# Strawberry



## Elkdude (Oct 25, 2014)

Went up to Strawberry on the shore with my 7 and 4 year old boys. We ended up catching 4 with only 1 being a cut in the slot. Of the 3 rainbows that we caught 2 were good sized 19.5" and a 19". We lost 3-4 before I could get them on the bank. Kids and I had a blast. Can't wait to throw them on the smoker.


----------



## Dunkem (May 8, 2012)

Good on ya gettin those kids fishing8) How were the roads?


----------



## Mr.CheddarNut (Jan 16, 2013)

Way to go.
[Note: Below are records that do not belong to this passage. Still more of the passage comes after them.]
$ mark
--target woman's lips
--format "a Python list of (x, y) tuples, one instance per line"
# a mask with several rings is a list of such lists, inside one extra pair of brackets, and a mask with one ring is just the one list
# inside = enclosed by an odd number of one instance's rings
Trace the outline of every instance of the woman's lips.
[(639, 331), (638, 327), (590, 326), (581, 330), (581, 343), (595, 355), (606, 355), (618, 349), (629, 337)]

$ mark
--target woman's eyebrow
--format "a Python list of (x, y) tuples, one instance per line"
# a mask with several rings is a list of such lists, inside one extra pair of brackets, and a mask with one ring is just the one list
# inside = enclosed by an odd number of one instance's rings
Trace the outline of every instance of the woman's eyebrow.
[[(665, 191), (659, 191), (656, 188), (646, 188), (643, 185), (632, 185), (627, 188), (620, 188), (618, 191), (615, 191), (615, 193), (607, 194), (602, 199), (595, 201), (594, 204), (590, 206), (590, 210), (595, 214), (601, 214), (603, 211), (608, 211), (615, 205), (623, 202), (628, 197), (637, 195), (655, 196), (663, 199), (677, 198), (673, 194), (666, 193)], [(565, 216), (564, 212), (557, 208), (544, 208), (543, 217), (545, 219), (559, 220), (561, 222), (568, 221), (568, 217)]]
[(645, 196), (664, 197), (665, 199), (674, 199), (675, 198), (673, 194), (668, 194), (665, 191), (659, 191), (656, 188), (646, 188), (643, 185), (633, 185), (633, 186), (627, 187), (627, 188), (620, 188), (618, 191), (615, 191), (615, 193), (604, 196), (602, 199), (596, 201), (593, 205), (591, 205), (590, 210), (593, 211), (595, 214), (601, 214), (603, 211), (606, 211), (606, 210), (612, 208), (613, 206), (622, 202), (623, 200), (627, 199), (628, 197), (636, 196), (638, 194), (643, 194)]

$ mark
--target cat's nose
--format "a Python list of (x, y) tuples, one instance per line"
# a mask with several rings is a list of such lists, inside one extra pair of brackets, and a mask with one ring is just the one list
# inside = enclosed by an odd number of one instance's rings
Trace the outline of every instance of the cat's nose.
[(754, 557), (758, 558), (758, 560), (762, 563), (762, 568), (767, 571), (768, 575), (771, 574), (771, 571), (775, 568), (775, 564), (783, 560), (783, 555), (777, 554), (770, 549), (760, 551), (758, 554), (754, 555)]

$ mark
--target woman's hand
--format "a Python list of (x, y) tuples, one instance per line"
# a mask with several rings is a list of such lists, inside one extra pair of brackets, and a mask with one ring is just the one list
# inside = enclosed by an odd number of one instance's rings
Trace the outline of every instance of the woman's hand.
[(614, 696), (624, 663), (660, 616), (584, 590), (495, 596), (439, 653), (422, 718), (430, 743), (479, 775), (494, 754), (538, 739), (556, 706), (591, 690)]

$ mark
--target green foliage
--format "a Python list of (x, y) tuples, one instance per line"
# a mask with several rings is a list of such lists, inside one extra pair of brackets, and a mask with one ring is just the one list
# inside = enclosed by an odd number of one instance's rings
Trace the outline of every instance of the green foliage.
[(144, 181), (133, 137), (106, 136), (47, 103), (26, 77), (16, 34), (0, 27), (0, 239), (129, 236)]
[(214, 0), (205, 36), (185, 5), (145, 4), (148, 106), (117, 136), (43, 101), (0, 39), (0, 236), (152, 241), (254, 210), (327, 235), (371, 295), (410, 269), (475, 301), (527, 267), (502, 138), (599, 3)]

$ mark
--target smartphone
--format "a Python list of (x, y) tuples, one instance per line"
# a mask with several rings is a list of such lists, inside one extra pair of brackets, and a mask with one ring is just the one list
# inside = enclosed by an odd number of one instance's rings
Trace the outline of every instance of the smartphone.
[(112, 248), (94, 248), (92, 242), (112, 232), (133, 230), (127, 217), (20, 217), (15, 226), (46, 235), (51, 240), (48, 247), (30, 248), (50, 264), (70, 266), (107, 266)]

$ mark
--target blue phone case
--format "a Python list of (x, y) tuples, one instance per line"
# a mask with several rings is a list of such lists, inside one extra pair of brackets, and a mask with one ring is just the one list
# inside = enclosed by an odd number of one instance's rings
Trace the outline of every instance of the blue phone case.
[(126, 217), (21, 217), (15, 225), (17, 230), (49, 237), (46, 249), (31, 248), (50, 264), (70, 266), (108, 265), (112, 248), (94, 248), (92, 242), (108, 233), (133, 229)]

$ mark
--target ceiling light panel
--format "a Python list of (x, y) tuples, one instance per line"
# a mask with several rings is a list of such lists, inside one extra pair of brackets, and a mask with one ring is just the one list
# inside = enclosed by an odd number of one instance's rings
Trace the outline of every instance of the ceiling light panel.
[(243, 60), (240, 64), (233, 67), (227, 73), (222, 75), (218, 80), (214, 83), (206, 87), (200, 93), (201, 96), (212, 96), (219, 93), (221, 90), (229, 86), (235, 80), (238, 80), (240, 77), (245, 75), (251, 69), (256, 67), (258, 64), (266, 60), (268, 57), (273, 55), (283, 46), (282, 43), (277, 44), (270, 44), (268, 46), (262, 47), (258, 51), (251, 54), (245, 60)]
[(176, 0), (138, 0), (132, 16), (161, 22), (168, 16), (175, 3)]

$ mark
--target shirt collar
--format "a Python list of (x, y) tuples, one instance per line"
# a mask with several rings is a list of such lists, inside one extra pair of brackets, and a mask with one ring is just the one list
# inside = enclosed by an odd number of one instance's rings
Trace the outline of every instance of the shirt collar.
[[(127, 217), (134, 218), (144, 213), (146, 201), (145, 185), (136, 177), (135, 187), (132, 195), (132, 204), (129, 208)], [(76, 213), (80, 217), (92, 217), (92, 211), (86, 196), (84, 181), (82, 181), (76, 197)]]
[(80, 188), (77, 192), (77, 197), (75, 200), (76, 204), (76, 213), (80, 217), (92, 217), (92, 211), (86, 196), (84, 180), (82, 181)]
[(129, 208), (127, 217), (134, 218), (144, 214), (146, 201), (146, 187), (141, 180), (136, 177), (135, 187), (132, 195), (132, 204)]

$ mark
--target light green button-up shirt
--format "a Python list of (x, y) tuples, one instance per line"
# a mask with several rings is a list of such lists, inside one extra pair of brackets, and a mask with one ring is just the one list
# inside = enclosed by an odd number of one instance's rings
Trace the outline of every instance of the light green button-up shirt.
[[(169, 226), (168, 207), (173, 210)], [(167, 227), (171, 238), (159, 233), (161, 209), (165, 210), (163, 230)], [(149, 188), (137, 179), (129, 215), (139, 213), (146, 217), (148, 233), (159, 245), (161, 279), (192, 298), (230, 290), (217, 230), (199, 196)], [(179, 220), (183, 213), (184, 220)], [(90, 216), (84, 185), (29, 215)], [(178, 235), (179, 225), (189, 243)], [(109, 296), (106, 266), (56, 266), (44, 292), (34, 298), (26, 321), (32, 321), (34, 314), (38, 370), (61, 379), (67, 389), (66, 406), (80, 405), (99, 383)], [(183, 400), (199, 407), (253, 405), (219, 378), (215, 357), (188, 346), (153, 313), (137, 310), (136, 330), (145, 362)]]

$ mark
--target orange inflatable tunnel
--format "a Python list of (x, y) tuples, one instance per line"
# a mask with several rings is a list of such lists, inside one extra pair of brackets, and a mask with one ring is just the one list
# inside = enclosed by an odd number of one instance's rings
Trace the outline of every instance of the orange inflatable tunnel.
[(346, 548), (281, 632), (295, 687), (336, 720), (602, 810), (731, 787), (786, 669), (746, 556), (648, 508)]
I need to take my boys fishing up there, hopefully before the water freezes.

Cheddar


----------



## Elkdude (Oct 25, 2014)

I went on the Chicken Creek West road and it had 5-6" of snow on it where people weren't driving on it. It was a little slick were it had been compacted but it was good. You could still make it to the parking lot with a car.


----------



## LOAH (Sep 29, 2007)

I floated CCW on Friday. 

Entering the road from the highway, there was a large hump of slush that I cleared away to get the Sentra in there. From there, it was easy to drive, although there is only enough space for one vehicle. 

I encountered an oncoming 4x4 that didn't pull over for me so I got stuck while making room for him. Nice.:?

At least the occupants of the vehicle helped to push me out of the deeper stuff. 

The next snow storm may limit that access to 4x4/high clearance only. It's iffy to take a car in there already.


----------